The Mr. Potato Head Ear est arrivée.

Which was pretty funny, but I still want to be in a secret club. And now I'm taking suggestions as to how to deal with the ear. The X-Man said,

"Well, Dad must love you."

"Why is that?"

"Well," he said in that 'duh' tone of voice children use with clueless parents, "An ear? Van Gogh?"

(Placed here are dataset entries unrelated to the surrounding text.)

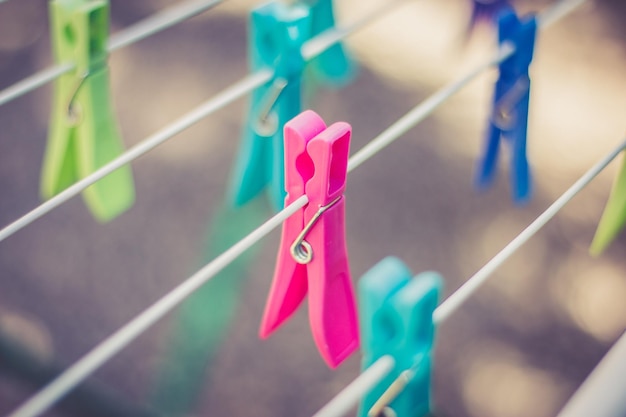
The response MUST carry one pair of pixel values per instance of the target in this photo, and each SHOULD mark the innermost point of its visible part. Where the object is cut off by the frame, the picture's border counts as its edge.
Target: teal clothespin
(277, 32)
(396, 319)
(333, 66)
(83, 133)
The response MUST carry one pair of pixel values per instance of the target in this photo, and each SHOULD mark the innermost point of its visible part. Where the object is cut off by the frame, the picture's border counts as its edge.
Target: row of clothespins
(294, 153)
(84, 135)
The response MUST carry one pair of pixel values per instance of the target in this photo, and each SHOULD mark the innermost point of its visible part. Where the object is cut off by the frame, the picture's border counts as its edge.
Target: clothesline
(310, 50)
(134, 33)
(605, 382)
(76, 373)
(349, 397)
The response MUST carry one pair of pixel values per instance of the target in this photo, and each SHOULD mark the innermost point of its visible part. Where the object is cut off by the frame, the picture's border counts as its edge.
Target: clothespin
(395, 314)
(312, 255)
(486, 11)
(334, 66)
(276, 35)
(83, 133)
(509, 118)
(614, 216)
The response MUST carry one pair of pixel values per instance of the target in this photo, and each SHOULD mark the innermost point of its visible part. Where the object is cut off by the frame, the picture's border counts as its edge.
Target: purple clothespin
(509, 117)
(486, 11)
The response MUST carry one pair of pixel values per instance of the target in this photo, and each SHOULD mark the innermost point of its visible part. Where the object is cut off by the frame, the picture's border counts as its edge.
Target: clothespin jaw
(395, 314)
(312, 256)
(276, 34)
(614, 216)
(334, 66)
(509, 119)
(83, 133)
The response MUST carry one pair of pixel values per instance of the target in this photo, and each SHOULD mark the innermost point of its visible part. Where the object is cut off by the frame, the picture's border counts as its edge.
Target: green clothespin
(83, 133)
(614, 215)
(396, 317)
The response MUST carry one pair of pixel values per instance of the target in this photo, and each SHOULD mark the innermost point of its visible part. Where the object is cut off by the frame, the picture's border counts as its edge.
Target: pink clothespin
(312, 255)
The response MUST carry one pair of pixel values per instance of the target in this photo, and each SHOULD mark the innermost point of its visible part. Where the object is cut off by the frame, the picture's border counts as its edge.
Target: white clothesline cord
(227, 96)
(452, 303)
(352, 393)
(140, 30)
(603, 394)
(99, 355)
(112, 345)
(224, 98)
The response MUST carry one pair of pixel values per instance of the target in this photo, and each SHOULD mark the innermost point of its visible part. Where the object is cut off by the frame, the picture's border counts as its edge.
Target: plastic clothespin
(509, 119)
(276, 35)
(312, 256)
(83, 133)
(395, 313)
(334, 66)
(486, 11)
(614, 216)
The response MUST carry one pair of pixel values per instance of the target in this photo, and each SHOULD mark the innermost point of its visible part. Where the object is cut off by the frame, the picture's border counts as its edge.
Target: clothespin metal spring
(73, 110)
(301, 250)
(267, 122)
(504, 115)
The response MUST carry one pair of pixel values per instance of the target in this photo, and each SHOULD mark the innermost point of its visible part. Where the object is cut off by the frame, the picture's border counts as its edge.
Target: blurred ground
(520, 347)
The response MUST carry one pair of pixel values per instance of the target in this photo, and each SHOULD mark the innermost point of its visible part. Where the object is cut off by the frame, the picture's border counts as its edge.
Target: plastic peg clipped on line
(509, 117)
(277, 32)
(614, 216)
(486, 11)
(83, 132)
(396, 318)
(312, 256)
(335, 65)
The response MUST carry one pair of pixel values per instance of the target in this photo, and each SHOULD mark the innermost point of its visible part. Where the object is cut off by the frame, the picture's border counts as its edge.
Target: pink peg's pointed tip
(334, 359)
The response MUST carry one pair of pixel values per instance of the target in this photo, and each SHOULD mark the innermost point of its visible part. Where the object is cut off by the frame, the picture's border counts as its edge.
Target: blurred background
(520, 347)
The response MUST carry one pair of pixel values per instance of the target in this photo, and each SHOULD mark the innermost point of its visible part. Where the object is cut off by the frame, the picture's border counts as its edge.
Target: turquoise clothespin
(277, 32)
(83, 133)
(396, 319)
(334, 66)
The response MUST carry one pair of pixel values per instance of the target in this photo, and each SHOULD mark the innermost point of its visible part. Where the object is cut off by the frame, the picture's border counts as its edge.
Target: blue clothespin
(486, 11)
(276, 34)
(395, 313)
(334, 66)
(509, 119)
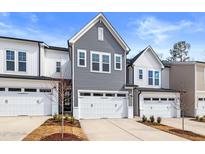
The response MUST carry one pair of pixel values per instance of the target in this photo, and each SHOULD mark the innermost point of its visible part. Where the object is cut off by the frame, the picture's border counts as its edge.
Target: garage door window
(85, 94)
(2, 89)
(98, 94)
(121, 95)
(14, 89)
(30, 90)
(110, 95)
(45, 90)
(200, 99)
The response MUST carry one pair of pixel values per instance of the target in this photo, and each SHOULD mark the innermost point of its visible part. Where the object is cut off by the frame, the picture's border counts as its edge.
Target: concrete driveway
(16, 128)
(123, 130)
(194, 126)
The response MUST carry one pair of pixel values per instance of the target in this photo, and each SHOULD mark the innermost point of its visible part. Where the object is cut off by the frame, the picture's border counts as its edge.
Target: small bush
(201, 119)
(152, 119)
(197, 118)
(144, 118)
(159, 119)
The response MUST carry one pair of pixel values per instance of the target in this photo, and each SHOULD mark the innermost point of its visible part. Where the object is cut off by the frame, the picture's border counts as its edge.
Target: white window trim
(138, 70)
(118, 55)
(100, 61)
(78, 57)
(100, 31)
(17, 59)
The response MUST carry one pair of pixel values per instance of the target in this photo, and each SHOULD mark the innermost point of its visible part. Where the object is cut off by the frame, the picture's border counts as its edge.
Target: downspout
(39, 61)
(138, 99)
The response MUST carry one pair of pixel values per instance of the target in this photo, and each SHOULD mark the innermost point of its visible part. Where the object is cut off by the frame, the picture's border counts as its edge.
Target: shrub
(159, 119)
(201, 119)
(197, 118)
(144, 118)
(152, 119)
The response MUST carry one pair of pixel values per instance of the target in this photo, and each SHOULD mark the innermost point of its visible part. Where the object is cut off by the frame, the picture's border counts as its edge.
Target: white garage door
(14, 102)
(200, 111)
(159, 107)
(94, 105)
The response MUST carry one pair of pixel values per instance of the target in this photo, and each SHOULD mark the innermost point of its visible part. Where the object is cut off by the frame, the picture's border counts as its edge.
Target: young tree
(180, 52)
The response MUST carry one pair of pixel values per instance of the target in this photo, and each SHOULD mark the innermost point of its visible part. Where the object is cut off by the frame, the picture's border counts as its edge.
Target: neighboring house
(189, 77)
(99, 71)
(29, 74)
(152, 95)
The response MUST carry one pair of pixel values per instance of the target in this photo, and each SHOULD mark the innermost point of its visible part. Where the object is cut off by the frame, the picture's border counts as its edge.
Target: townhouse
(102, 82)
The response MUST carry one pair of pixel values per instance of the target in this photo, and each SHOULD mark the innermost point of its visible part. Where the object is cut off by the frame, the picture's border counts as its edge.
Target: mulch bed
(178, 132)
(51, 131)
(58, 137)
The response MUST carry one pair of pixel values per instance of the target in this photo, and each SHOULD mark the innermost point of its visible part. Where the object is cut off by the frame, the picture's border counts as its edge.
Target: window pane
(95, 57)
(10, 66)
(95, 66)
(22, 66)
(82, 62)
(118, 66)
(106, 67)
(105, 59)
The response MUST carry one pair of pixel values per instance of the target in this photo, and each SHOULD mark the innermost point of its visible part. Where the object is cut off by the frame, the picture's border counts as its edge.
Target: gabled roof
(102, 18)
(145, 50)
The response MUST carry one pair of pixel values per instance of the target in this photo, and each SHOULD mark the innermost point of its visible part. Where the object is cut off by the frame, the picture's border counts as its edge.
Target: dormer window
(100, 34)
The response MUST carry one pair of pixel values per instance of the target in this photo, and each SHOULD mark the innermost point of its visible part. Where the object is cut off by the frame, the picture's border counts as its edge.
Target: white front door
(94, 105)
(14, 104)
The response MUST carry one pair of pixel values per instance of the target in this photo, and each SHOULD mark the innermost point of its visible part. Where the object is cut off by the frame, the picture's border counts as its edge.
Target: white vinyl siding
(118, 62)
(82, 58)
(100, 62)
(100, 34)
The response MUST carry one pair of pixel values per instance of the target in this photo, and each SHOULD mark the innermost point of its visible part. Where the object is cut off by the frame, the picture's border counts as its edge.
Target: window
(21, 61)
(95, 62)
(97, 94)
(118, 62)
(100, 34)
(150, 77)
(147, 99)
(140, 74)
(58, 67)
(106, 63)
(15, 89)
(110, 95)
(155, 99)
(156, 78)
(30, 90)
(45, 90)
(81, 58)
(10, 60)
(100, 62)
(121, 95)
(2, 89)
(85, 94)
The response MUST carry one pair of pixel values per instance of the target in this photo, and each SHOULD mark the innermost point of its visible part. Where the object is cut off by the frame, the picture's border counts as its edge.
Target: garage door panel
(14, 104)
(102, 107)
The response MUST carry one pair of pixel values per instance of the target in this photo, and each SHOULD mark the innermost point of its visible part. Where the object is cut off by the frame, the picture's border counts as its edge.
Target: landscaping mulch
(58, 137)
(50, 130)
(178, 132)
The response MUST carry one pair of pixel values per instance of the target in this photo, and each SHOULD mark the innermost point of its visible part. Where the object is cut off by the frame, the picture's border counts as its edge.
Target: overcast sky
(160, 30)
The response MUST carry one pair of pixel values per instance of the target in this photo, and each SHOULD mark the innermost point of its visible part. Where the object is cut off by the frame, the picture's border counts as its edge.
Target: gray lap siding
(84, 79)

So, I guess he does love me, but what do I do with the ear now?

Namasté, y'all!


Anonymous said...

I suggest (after careful cleaning) you put it into some kind of no-bake dessert and make sure he gets the slice (or whatever) that contains the ear.

Anonymous said...

Do you read Catherine Newman? Similar thinking along the lines of kids eating foods they're involved in procuring, with plenty of humor:

PS - I'll be curious to know what you think of Animal, Vegetable, Mineral. I love Barbara Kingsolver, but found that one too preachy and condemning of those who are unable to do what she does, or choose not to. But some good recipes and insights too.

Kirsten Palmer said...

Made the crab cakes but substituted salmon instead of crab. Awesome! Questions: How you do get your kids (or how did you get your kids) to eat things they don't find appealing? What do you do if they simply won't eat what you've served?

MostlyFlumxdArt said...

Love it! I gave your cool blog an award! Go check it out

Lizzie said...

The Yearly Digress? I miss you!

kbfenner said...

Question for the Fashion Guru:

Why do 95% or more of the subjects on The Sartorialist have their pants legs rolled up--male and female? Is this a trend I am unaware of? Did you see this in New York?

Libby said...

I love the Shop Tart, read it every day! But I sooo miss the Daily Digress.

Anonymous said...

So you wanted to give out some advice? All the single mid 20-something ladies (I asked all the others in an informal poll) want to hear your advice about dating in Columbia. Where's a girl to meet a cool and nice young man around these parts? And I mean for an actual date. Guys around here, and I blame it on columbia being a college town, seem to want to hang on to the college hookup culture a little bit longer than in other cities. I thought at 25 I would be past all this nonsense. You guide us to all the best beauty products, the best deals, and to all fun events happening around Columbia, so surely you must have something to say about this subject. And I know that happily coupled/married folks love nothing more to muse on what us single peeps should be doing. So muse away, we're all ears!